About the Role:
The GenAI Platform team builds the core building blocks powering CrowdStrike’s next generation of AI products—model inference, knowledge bases, agents/tools, guardrails, cost management, and the SDLC around AI artifacts (evaluation, benchmarking, versioning, deploy). This platform is central to CrowdStrike’s AI strategy and supports our path to $10B ARR.
You’ll partner closely with the Charlotte AI team, data scientists, and engineering/product groups across CrowdStrike, and engage with ProdSec, InfoSec, Legal, and Privacy to deliver secure, compliant, enterprise‑grade AI capabilities.
What You’ll Do:
Design and build automation for services, data pipelines, and LLM workflows using Go/Python—covering unit, integration, contract, end‑to‑end, and performance tests.
Create LLM evaluation pipelines: curate datasets, define ground truth, automate scoring, and set release gates for accuracy, safety, latency, and cost; support human‑in‑the‑loop review.
Define test strategy and coverage for functional and non‑functional needs (performance, scalability, resilience, stability), including Kafka‑based async flows and OpenSearch/SQL/Redis data layers.

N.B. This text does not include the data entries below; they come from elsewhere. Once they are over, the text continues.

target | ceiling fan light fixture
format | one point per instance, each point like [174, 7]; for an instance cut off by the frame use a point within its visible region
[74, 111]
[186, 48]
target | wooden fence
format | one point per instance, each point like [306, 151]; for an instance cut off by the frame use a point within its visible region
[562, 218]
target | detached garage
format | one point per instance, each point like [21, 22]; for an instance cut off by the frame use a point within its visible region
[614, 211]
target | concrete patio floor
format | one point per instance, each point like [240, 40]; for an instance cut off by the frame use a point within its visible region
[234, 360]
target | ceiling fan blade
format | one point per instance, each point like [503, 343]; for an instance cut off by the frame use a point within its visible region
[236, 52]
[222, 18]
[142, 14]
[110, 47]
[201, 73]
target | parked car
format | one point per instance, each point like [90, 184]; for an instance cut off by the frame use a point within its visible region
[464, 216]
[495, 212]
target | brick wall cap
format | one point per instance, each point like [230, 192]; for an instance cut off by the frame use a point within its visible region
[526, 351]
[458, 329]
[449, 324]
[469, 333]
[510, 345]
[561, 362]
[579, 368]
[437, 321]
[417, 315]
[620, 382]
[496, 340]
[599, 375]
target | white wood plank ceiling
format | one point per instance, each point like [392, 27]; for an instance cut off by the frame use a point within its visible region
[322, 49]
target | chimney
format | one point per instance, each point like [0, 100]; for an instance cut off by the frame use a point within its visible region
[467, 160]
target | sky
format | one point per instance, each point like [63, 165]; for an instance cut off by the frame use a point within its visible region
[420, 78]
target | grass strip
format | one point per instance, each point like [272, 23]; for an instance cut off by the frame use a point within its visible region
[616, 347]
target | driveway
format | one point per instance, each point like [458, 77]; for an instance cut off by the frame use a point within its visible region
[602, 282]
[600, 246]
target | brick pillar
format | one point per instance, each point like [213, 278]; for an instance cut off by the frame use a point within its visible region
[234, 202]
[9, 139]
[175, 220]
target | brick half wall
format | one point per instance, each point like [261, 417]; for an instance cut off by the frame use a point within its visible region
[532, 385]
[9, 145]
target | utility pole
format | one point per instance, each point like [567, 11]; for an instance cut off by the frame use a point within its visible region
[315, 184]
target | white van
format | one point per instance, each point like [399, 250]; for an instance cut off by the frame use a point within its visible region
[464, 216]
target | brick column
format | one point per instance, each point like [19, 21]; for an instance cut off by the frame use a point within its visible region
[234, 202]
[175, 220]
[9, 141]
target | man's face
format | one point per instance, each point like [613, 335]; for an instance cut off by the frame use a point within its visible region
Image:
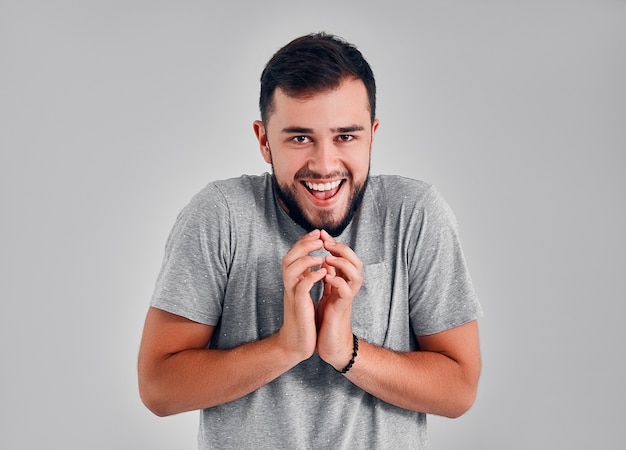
[319, 148]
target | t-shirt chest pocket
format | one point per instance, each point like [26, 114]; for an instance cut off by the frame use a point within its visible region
[371, 307]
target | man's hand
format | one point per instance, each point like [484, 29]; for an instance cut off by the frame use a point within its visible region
[298, 334]
[342, 281]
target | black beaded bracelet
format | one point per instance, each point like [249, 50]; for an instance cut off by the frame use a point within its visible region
[354, 352]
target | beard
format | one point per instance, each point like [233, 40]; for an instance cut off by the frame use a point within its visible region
[325, 220]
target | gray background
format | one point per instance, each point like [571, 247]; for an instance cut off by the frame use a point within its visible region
[114, 113]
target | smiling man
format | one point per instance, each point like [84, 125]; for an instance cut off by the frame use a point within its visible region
[316, 306]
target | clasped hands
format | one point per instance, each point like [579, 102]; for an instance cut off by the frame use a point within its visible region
[325, 328]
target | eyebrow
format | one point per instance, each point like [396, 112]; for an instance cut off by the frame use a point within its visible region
[302, 130]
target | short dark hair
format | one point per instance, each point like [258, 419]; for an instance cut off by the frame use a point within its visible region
[314, 63]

Harden safety and guardrails: test for prompt injection, jailbreaks, PII leakage, toxicity, hallucinations, and adherence to prompt/tool contracts.
Shift left in CI/CD: integrate fast/slow suites, flaky‑test management, coverage and quality gates in Jenkins/Git workflows; deliver build health dashboards.

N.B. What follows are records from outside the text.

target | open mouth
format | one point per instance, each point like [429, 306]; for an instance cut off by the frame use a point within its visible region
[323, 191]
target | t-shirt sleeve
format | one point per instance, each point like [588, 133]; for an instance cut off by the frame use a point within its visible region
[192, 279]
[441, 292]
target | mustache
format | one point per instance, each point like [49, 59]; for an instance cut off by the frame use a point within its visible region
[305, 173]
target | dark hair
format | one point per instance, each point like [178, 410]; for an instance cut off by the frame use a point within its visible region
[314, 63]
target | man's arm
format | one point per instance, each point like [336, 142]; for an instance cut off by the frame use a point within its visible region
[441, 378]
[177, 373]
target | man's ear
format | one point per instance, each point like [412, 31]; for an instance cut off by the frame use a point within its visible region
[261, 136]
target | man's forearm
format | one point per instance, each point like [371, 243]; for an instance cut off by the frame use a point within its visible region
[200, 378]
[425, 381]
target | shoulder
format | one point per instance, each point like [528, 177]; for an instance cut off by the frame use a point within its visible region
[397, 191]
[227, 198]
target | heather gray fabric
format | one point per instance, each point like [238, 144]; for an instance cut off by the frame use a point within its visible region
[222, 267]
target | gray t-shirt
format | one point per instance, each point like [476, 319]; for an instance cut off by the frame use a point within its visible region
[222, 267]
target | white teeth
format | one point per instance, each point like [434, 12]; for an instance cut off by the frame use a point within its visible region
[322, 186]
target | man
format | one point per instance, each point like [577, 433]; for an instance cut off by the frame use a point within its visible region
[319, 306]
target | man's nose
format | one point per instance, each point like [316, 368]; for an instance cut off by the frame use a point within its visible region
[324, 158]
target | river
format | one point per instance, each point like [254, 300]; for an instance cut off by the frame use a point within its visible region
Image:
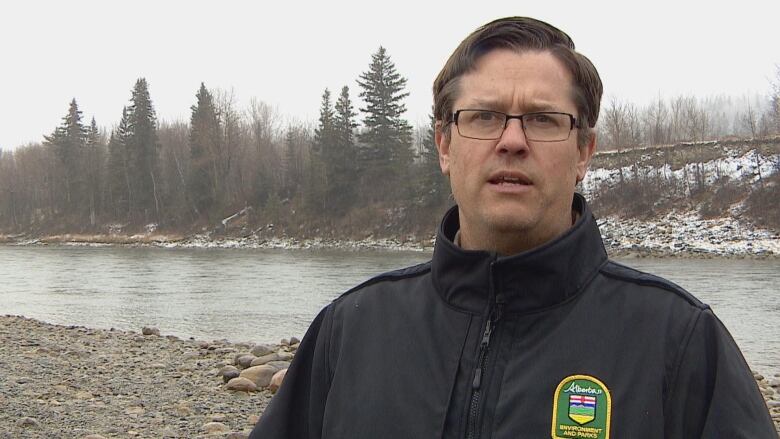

Own observability for quality: instrument tests and services (metrics, logs, traces) and track SLIs/SLOs such as p95 latency, error rate, and cost per request/token.
Validate integrations from internal customers with the GenAI Platform SDKs/APIs; provide reference fakes/mocks and test harnesses.
Participate in design and code reviews with a strong focus on testability, reliability, and security; mentor engineers on quality best practices.
Collaborate cross‑functionally (ProdSec/InfoSec/Legal/Privacy) to meet compliance, data residency, auditability, and RBAC requirements.
Continuously improve tools, frameworks, and processes; stay current with testing techniques and GenAI evaluation methods.
What You’ll Bring (Minimum Qualifications):
5+ years building test automation as an SDET or software engineer or equivalent practical experience.
Proficiency in Go or Python (ideally both), writing production‑quality code and tests.
Solid CS fundamentals (data structures, algorithms, OS, networking, distributed systems).
Hands-on experience with automated testing frameworks (e.g., pytest, Go test/Ginkgo/Gomega, JUnit/TestNG); API (REST/gRPC) and message‑driven testing.
CI/CD expertise (Jenkins, Git/Bitbucket), artifact/version management, and branch strategies.
AWS experience (S3, EC2, IAM; familiarity with VPC networking and security basics).
Experience testing AI/ML or LLM‑integrated systems (evaluation datasets, prompt/version management, safety/guardrails).
Strong collaboration and clear written/verbal communication; comfortable operating with ambiguity and iterating quickly.
Nice to Have:
GenAI in production: LLM serving, RAG, agents/tools, guardrails/safety, evaluation frameworks; tuning for cost/latency; vector search (OpenSearch k‑NN/FAISS).
Familiarity with frameworks like LangChain, LlamaIndex, CrewAI, n8n.
Kubernetes/containers and IaC (Docker, Terraform/CloudFormation).
Observability (OpenTelemetry), UI automation (Playwright), contract testing (e.g., Pact).
Cybersecurity domain knowledge and secure SDLC; experience with privacy/compliance in enterprise environments.